Киров покачал головой:
— Никому. И ни в коем случае. Пусть все в Астрахани думают, что недремлющий предвоентриб на своем посту. А Тимофей Иванович Ульянцев тем временем будет разгуливать по бакинскому парапету... Вот шифр для переписки с нами.
Он протянул балтийцу полоску бумаги, напоминавшую телеграфную ленту, затем вручил обоим морякам по небольшому листку:
— Вызубрите наизусть. Тут адреса и пароль на явках. Теперь о маршруте. Надо проникнуть в Баку морским путем и в дальнейшем установить регулярную связь... Рыбница в порядке, товарищ Любасов?
Шкипер подтвердил, удовлетворенно промолвив:
— Дождалась-таки...
И замолчал в удивлении, увидев, что Киров вытащил из-под стола два спасательных круга.
— Каждому вместо подарка на дорогу, — пошутил Ульянцев.
— Еще какой подарок. — Лукавые нотки прозвучали в словах Кирова. — Учтите: в каждом круге ровно миллион рублей николаевскими деньгами. Кавказскому комитету. На приобретение судов и груза.
Подробно, не упустив ни одной мелочи, он сообщил план, утвержденный Реввоенсоветом: создать в Баку из матросов-коммунистов Особую Морскую Экспедицию. Как? А вот как... Зарегистрировать ее у мусаватистских властей под видом артели безработных моряков. Приобрести для этого небольшие парусные суда типа рыбниц и туркменских лодок. Заняться при первой возможности вывозом горючего: якобы керосина в бидонах для розничной продажи на базарах портовых городов, на самом же деле — бензина и смазочных масел для Астрахани. В то же время и на тех же судах выполнять специальные поручения и поддерживать связь большевистского подполья Кавказа и Советской России.
Дослушав, шкипер высказался без обиняков:
— Трудное дело... Хорошо, если интервенты не упрятали Федю Губанова за решетку. Вот кто сумеет подобрать самых толковых ребят. Это он осенью снарядил нашу рыбницу.
— Губанов? — переспросил Киров и заглянул в бумаги. — Председатель Каспийского союза судовых команд?.. Есть и о нем... Товарищ, недавно прибывший из Баку, известил нас, что Кавказский комитет готовит всеобщую забастовку под прежним лозунгом Бакинской коммуны: «Нефть для Советской России». Подготовка на пароходах и в порту поручена члену комитета Губанову.
— Он самый! — обрадовался Любасов. — Значит, действует...
— Да, забастовку начнут в первых числах мая каспийцы, на следующий день их поддержат железнодорожники, а затем, район за районом, — нефтяники, так что подоспеете в разгар событий, — сказал Киров.

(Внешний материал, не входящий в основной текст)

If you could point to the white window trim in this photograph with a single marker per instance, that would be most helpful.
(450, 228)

Ульянцев обратился к шкиперу:
— Осенью как шли сюда?
Тот стал у карты, провел пальцем снизу вверх по Каспию от Баку до Астрахани прямую линию:
— За четверо суток проскочили с попутным ветром.

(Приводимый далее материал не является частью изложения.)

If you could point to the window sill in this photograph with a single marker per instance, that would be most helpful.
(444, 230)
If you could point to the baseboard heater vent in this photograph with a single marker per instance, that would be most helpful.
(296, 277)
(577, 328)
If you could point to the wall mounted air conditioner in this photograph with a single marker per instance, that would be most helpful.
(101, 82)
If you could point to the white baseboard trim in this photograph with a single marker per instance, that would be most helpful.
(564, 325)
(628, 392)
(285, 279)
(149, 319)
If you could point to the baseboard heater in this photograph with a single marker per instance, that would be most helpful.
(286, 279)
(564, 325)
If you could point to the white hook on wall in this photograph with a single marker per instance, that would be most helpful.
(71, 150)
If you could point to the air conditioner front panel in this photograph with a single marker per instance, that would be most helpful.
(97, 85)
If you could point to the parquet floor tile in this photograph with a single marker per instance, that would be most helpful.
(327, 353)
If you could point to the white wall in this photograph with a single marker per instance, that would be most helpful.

— Попутный ветер был в прошлом году осенью.
Любасов пожал плечами:
— А я в таких делах на попутный ветер не рассчитываю. Раз на раз не приходится. В хорошую погоду на рыбнице от дельты до Баку напрямик — неделя, а в шторм — полмесяца пробедуешь. Каспий — море бурное, мятежное, голубым оно всегда на карте бывает.
Киров с любопытством посмотрел на шкипера:
— Вдоль и поперек изучили, да, товарищ Любасов? И не променяете на другое, верно?
— Не променяю. Вся жизнь тут. В каждой щели побывал, по запаху и то узнаю.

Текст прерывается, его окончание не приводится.